むしろ重症なレベル。いやどっちかわかんなくなってしまいそう。日本語って難しいな。それで八街と何を話していたのだろう。
「まあ、彼女とは少し話をしていただけだ。何、君と同じようなことを話していたと思ってもらえば間違ってないはずだ」
「ということは八街さんも主夫じゃなくて・・・主婦志望?」
「言ってる意味が分かるのが怖い。違うぞ。まともな話だ」
びっくりした。同じクラスにライバルがいるかと思った。

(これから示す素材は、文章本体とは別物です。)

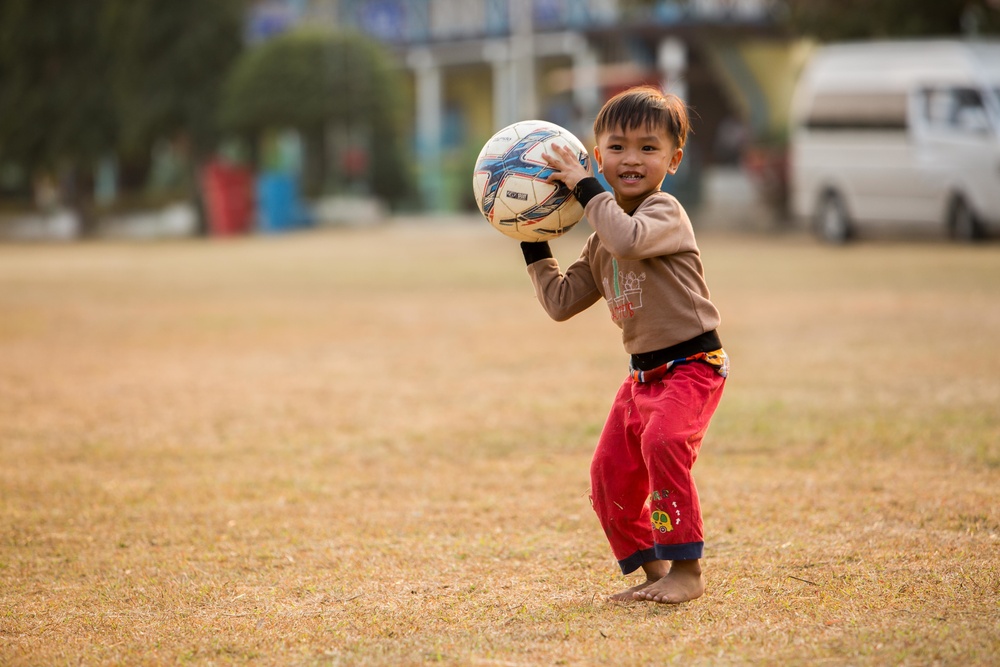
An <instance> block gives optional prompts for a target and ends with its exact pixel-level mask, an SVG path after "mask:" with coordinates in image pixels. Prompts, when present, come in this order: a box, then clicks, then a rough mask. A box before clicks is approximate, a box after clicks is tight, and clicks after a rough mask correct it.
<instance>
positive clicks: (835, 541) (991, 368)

女子だからセーフ。いや、むしろアウトなんじゃね?
同姓婚が認められそうな現代だし男の受け皿が少なくなり始めている。やっぱり主夫になるのも楽じゃないのね。
「そうですか。じゃ、行きますんで。」
「そうか。じゃあ頼んだぞ」
「うす」
短いやり取りをかわし俺は教室に戻った。参考までに八街さんを捜してみると見事に孤立していた。ぼっちということであろう。
さっきのキョドリ方的に考えてもおそらくあまり人と話すのになれていない。しかもこのクラスの空気の中で確実に
浮いてしまっているようだ。まあ俺にはどうでもいいけど。ふと、過去の失敗が頭によぎってしまうから不思議だ。